Fragmente in Resonanz

Eine methodologische Reise mit Aldo Rossi

1989 luden drei Architekten Aldo Rossi nach Barcelona ein, um mit ihm ein Projekt für die Markthalle in Sants zu entwickeln. Rossis Erinnerungen und Assoziationen prägten das Projekt. In ihrem Essay zeichnet Krisztina Takacs Rossis Methodik nach und erinnert einmal mehr daran, dass der Entwurf als die Domäne der Architektur den reinen Funktionalismus weit übersteigt.

1 Alex Mullor and Francesc López, interviewt von Krisztin Takacs. 2024.(09.09.24).

2 Ebd.

3 García Estévez, Carolina Beatriz, «Tan cerca, tan Lejos: Aldo Rossi y el grupo 2C. Arquitectura, Ideologia y disencias en la Barcelona de los 70, in: arquitecturas en común 18, S. 104-117, hier S. 113.

4 Mullor López, 2024.

Es war ein Sommernachmittag im Jahr 1989, als Aldo Rossi in Barcelona ankam, um die historische Markthalle in Sants zu besichtigen. Er bewegte sich langsam, sein Blick wanderte mit stiller Konzentration umher, als versuche er, sich an eine längst vergessene Erfahrung zu erinnern – an einen Ort, den er noch nie zuvor gesehen hatte. Sein Blick drang in alle Oberflächen ein und liess das Licht, die Architektur selbst, ihre Formen, ihre verborgenen Schichten und den Nachhall vergangener Leben zum Vorschein bringen. Orte waren für Rossi nie völlig neu. Jedes Gebäude, jede Strasse trug Spuren anderer Plätze – einige kannte er bereits, andere hatte er sich nur vorgestellt. Waren es die Proportionen der Decke? Das durch die Oberlichter rhythmisch einfallende Licht? Oder vielleicht die räumliche Anordnung der Stände, die an Kirchenbänke erinnerten?

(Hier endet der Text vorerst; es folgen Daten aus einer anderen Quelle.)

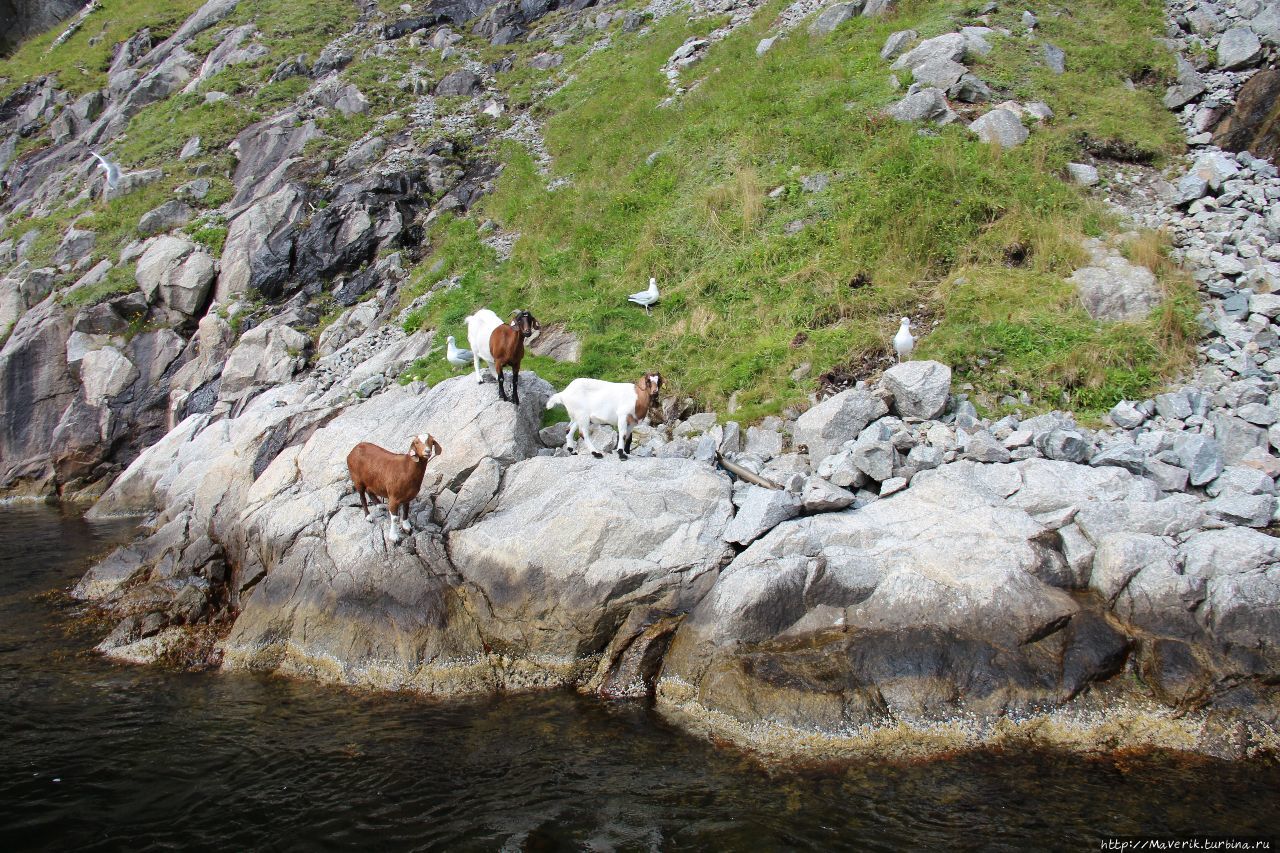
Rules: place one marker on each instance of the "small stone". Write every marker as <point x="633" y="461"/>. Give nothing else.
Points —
<point x="1082" y="174"/>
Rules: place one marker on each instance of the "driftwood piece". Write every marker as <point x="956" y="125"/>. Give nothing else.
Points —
<point x="743" y="474"/>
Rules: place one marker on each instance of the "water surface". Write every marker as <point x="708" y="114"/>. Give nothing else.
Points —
<point x="100" y="756"/>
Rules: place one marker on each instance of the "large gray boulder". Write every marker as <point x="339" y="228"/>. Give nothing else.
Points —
<point x="836" y="420"/>
<point x="919" y="388"/>
<point x="36" y="391"/>
<point x="924" y="105"/>
<point x="259" y="247"/>
<point x="178" y="273"/>
<point x="1000" y="127"/>
<point x="265" y="355"/>
<point x="832" y="17"/>
<point x="572" y="546"/>
<point x="950" y="46"/>
<point x="1114" y="288"/>
<point x="840" y="621"/>
<point x="1238" y="48"/>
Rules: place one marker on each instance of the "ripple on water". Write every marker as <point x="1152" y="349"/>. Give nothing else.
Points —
<point x="152" y="758"/>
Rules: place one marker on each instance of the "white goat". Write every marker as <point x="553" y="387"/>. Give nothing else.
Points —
<point x="480" y="327"/>
<point x="607" y="402"/>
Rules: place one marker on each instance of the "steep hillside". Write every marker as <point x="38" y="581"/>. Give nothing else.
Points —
<point x="287" y="160"/>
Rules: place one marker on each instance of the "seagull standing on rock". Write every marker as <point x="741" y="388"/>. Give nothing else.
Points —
<point x="456" y="356"/>
<point x="645" y="297"/>
<point x="113" y="172"/>
<point x="903" y="341"/>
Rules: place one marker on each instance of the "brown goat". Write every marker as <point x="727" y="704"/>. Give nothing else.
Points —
<point x="507" y="345"/>
<point x="392" y="477"/>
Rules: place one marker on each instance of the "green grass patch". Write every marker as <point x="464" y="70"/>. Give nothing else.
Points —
<point x="119" y="279"/>
<point x="682" y="192"/>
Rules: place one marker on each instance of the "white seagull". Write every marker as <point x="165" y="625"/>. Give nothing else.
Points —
<point x="645" y="297"/>
<point x="903" y="341"/>
<point x="456" y="356"/>
<point x="113" y="172"/>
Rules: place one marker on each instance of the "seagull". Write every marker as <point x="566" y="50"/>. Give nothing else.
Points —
<point x="645" y="297"/>
<point x="456" y="356"/>
<point x="903" y="341"/>
<point x="113" y="172"/>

Nur selten suchte er nach Übereinstimmungen. Vielmehr achtete er auf die Resonanzen zwischen Orten, die geografisch weit voneinander entfernt, aber durch ihre Stimmungen verbunden waren. Beim Schlendern durch die Halle blieb er immer wieder stehen und nahm Einzelheiten wahr: die Verkäufer, die ihre Waren ausstellten, die abgenutzten Fliesen und die Geräusche des Handels.1 Er beobachtete einen Fischer bei der Arbeit, der mit geübter Leichtigkeit seinen frischen Fang sortierte – in einer Bewegung, die von Gewohnheit und Notwendigkeit geprägt war. Ein Detail fiel ihm besonders auf: ein Paar Handschuhe, die über dem Fischstand hingen. So alltäglich es auch war, es hatte für ihn etwas Poetisches – als stille Verkörperung von Präsenz, Abwesenheit und als Geste. Die Fischerstände versammelten sich im Herzen der Markthalle, dort, wo Leben und Architektur untrennbar verwoben waren.2

Die Einladung

Anfang 1989 luden die katalanischen Architekten Yago Bonet Correa, Francesc López und Alex Mullor Aldo Rossi nach Barcelona ein, sich an der Umgestaltung der Markthalle von Sants zu beteiligen – einem Projekt, das von der damaligen Konzessionsbehörde der Halle initiiert worden war. Das Projekt beruhte auf einer Direktvergabe, wie sie zu jener Zeit in Sants üblich war: Architekturaufträge wurden häufig an ortsansässige Architektinnen und Architekten vergeben, die enge Verbindungen zum Quartier hatten. In diesem Fall war zunächst Alex Mullor beauftragt worden – er stammte aus Sants und war bereits eine bekannte Figur in der lokalen Architekturszene. Vertrauen und gegenseitiges Verständnis spielten dabei eine zentrale Rolle. Mullor holte Francesc López und Yago Bonet ins Team. Letzterer kannte wiederum lud Aldo Rossi ein teilzunehmen – beide kannten sich aufgrund einer langjährigen akademischen und persönlichen Freundschaft.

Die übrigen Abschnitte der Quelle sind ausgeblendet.